For the primary outcome of caries increment at the dentine level measured by change from baseline (or final value where caries increment was not reported) in the decayed, (missing) and filled surface/teeth (D(M)FS/T) in permanent teeth, and d(m)fs/t for primary teeth, the effect measure was the difference in means (standardised difference in means where the same outcome was measured using different scales). The same effect measure was used for levels of mutans streptococci expressed on a continuous scale.

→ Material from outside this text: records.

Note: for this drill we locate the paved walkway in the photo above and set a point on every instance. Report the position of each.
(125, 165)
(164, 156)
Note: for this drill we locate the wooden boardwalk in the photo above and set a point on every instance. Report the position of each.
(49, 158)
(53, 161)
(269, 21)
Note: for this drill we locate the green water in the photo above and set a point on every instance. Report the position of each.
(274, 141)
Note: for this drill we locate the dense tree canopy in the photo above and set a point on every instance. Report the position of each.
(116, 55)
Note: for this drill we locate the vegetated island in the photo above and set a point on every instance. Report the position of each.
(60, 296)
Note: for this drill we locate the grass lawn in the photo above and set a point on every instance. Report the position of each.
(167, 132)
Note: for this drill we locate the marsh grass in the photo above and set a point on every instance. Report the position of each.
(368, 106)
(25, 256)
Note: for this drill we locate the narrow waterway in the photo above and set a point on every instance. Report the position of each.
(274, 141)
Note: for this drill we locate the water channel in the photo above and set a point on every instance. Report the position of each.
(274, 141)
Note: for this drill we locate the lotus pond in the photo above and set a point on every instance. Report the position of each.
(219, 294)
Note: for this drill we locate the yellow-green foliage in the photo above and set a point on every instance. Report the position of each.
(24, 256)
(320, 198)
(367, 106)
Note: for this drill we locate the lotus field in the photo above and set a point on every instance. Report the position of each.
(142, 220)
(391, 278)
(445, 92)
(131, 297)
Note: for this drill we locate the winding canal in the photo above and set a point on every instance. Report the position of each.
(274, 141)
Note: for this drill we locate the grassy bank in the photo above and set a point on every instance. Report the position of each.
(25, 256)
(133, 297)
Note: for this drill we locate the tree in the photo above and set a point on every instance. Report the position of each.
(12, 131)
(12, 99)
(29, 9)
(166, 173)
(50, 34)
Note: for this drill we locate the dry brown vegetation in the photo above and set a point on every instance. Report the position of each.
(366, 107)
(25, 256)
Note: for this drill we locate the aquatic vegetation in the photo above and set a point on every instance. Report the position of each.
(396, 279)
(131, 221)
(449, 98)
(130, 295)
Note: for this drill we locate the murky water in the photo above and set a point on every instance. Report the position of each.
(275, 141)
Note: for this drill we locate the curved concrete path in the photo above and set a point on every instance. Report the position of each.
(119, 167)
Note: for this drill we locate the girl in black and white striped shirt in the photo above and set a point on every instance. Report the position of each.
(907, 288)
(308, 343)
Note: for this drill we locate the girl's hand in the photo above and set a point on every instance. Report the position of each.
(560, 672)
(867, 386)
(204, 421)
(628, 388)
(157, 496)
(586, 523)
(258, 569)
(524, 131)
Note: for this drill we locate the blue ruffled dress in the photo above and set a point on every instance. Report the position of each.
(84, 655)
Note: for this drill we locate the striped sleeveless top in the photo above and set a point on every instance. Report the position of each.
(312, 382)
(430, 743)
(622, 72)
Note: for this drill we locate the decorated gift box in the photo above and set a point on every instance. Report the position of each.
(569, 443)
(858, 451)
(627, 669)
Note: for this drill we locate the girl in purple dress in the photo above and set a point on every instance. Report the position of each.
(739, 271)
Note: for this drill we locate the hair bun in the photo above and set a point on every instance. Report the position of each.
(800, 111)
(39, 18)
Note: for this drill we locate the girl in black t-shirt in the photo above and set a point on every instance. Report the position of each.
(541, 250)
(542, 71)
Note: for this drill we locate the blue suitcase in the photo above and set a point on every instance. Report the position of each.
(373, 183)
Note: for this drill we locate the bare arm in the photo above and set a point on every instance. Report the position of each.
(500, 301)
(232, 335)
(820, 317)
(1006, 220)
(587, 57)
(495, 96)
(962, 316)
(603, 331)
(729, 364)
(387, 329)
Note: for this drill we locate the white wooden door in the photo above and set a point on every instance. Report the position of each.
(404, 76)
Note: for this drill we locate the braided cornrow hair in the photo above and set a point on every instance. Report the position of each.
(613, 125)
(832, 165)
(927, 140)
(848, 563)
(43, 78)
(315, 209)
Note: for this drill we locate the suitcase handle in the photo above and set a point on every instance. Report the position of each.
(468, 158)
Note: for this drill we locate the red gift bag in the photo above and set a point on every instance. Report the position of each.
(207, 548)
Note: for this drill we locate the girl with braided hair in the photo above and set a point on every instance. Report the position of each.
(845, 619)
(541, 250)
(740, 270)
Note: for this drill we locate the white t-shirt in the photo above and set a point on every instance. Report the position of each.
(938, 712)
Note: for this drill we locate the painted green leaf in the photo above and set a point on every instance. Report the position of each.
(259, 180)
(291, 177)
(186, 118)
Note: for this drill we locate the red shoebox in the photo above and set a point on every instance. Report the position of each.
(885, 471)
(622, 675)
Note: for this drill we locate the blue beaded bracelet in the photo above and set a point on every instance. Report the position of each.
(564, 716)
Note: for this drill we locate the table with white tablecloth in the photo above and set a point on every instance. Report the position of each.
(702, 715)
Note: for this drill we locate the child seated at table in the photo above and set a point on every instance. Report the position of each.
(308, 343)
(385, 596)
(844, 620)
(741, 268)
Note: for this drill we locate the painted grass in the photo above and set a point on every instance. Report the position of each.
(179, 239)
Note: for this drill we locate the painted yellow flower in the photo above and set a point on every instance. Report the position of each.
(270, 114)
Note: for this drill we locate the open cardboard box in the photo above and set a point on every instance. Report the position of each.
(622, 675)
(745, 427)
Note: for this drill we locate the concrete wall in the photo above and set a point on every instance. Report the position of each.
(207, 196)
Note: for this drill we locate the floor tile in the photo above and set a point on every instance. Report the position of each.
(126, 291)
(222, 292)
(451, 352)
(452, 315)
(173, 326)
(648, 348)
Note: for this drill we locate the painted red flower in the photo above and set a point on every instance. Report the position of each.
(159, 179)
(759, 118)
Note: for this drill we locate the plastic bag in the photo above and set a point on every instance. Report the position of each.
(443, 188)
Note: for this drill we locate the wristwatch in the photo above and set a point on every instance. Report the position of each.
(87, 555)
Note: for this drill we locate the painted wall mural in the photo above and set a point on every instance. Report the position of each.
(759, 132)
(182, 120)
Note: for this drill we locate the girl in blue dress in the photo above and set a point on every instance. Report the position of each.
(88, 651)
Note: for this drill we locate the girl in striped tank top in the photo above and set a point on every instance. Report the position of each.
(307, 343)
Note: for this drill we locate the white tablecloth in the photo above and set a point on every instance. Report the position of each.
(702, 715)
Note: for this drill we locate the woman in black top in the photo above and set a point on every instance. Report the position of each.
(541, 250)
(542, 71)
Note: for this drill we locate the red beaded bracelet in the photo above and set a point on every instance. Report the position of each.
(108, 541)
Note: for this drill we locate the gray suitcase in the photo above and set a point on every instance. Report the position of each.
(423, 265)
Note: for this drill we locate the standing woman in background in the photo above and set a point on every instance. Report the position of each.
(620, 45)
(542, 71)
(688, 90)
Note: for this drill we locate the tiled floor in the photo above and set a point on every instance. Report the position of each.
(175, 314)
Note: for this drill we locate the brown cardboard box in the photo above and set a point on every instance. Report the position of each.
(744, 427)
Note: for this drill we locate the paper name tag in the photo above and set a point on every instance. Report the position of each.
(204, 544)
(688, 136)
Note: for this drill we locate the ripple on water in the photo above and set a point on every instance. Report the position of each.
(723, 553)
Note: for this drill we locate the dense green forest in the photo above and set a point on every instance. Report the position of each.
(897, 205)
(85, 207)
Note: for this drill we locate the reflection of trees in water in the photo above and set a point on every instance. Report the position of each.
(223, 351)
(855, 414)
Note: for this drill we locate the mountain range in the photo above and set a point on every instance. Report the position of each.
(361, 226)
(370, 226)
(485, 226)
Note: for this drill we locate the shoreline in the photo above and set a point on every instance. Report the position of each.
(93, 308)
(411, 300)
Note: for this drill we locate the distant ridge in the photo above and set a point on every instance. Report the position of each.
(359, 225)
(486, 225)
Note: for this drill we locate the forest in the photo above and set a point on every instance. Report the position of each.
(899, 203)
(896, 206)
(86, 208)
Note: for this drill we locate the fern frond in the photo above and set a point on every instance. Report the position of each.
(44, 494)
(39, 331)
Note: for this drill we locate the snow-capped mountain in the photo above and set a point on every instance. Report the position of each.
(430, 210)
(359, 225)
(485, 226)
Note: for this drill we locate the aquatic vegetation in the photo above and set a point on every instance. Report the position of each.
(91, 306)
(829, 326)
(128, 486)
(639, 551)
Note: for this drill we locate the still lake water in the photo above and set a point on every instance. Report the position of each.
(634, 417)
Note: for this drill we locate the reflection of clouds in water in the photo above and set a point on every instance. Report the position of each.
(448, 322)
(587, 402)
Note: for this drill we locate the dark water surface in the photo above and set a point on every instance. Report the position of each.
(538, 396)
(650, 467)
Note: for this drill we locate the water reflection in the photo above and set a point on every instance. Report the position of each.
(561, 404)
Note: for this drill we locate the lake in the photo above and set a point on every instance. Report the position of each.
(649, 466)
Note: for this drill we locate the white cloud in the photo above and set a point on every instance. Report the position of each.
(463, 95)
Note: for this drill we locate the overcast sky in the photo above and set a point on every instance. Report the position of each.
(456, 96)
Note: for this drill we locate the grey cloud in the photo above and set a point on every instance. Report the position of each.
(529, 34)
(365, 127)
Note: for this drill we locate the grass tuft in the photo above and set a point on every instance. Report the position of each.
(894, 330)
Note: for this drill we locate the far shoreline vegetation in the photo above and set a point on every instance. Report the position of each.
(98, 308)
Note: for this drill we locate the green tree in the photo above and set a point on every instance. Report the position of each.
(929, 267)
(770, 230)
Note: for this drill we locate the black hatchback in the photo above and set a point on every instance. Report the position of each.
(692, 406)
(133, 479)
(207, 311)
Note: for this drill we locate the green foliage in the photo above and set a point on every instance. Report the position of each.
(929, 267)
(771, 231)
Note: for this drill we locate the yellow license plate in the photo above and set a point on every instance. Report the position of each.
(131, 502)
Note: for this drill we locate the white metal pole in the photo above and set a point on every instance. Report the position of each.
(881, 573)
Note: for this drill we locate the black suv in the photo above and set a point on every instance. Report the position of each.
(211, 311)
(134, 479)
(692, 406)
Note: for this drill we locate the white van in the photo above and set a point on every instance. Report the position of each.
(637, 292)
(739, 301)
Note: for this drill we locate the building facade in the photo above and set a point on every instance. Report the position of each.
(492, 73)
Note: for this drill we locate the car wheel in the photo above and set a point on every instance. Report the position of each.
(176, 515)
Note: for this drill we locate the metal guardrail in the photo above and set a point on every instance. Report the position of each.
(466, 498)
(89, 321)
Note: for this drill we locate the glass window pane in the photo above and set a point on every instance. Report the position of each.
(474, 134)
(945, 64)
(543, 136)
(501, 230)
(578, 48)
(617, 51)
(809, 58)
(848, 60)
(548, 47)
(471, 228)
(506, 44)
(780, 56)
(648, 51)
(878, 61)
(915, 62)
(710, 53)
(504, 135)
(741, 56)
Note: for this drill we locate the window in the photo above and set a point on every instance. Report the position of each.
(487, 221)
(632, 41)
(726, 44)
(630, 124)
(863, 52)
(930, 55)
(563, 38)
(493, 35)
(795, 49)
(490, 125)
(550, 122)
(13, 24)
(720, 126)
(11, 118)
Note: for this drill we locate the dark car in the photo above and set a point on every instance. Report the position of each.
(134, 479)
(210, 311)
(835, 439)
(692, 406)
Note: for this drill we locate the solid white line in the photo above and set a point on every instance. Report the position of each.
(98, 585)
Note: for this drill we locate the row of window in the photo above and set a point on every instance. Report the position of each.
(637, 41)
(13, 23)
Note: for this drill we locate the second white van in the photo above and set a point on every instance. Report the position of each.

For dichotomous data, or for continuous data that was reported as dichotomised data, the effect measure used was the risk ratio (RR). All effect measures were accompanied by 95% confidence intervals (CI).

Unit of analysis issues

Cluster‐randomised trials, that is groups of individuals randomised to intervention or control, were identified in the searches and were checked for unit‐of‐analysis errors based on the advice provided in Section 16.3.4 of the Cochrane Handbook for Systematic Reviews of Interventions (Higgins 2011). Where a unit‐of‐analysis error existed, and re‐analysis was not possible, we reported point estimates alone (no CIs or P values). Where re‐analysis was possible, we used intraclass correlation coefficient values (0, 0.05, 0.1, 0.2) to calculate the appropriate design effect and adjust the standard error of the effect estimate accordingly.

Dealing with missing data

Where possible, we attempted to contact authors of the included studies to obtain any missing trial details and data. We did not carry out imputations for missing data.

Assessment of heterogeneity

We assessed clinical heterogeneity by examining the similarity across the studies of the summary participant characteristics, the interventions and the outcomes as specified in the criteria for included studies section of this review. Clinical diversity between the studies meant that opportunities for pooling of the extracted data were limited. Where pooling was indicated, we assessed statistical heterogeneity using the Chi² test and I² statistic to quantify the percentage of the variability in effect estimates that was due to heterogeneity rather than sampling error (Higgins 2011).

Assessment of reporting biases

If we had identified a sufficient number of trials for inclusion in this review, we would have assessed publication bias according to the recommendations on testing for funnel plot asymmetry described in Section 10.4.3.1 of the Cochrane Handbook for Systematic Reviews of Interventions (Egger 1997; Higgins 2011). If we had identified asymmetry, we would have assessed for other possible causes and explored these further in the discussion if appropriate.

Data synthesis

Where sufficiently homogeneous data to inform a clinically important question were available, we performed a quantitative meta‐analysis using RevMan (RevMan 2014). We used the fixed‐effect model to pool effect estimates where only a small number of studies were identified per comparison and heterogeneity was low. We calculated a pooled estimate of effect together with the corresponding 95% CI. In future updates where data are not limited, we will use a random‐effects model provided it is appropriate to pool the data (as assessed by clinical and statistical heterogeneity).

Subgroup analysis and investigation of heterogeneity

If we had included a sufficient number of studies in this review and identified statistical heterogeneity between the studies, we had planned to evaluate the caries preventive effects of the interventions for the following factors:

• Caries risk at baseline

• Modes of administration of chlorhexidine‐containing products (toothpastes, mouthrinses, varnishes, gels, gums and sprays)

Due to a lack of suitable data from the included studies we were unable to do a subgroup analysis, but we will consider carrying this out if further data are available from studies included in future updates of this review.

Sensitivity analysis

We did not carry out a sensitivity analysis in this review for the reasons mentioned previously. For future updates, if there are sufficient included studies, we plan to conduct sensitivity analyses to assess the robustness of our review results by repeating the analysis with the following adjustments: exclusion of studies with unclear or inadequate allocation concealment, unclear or inadequate blinding of outcomes assessment and unclear or inadequate completeness of follow‐up.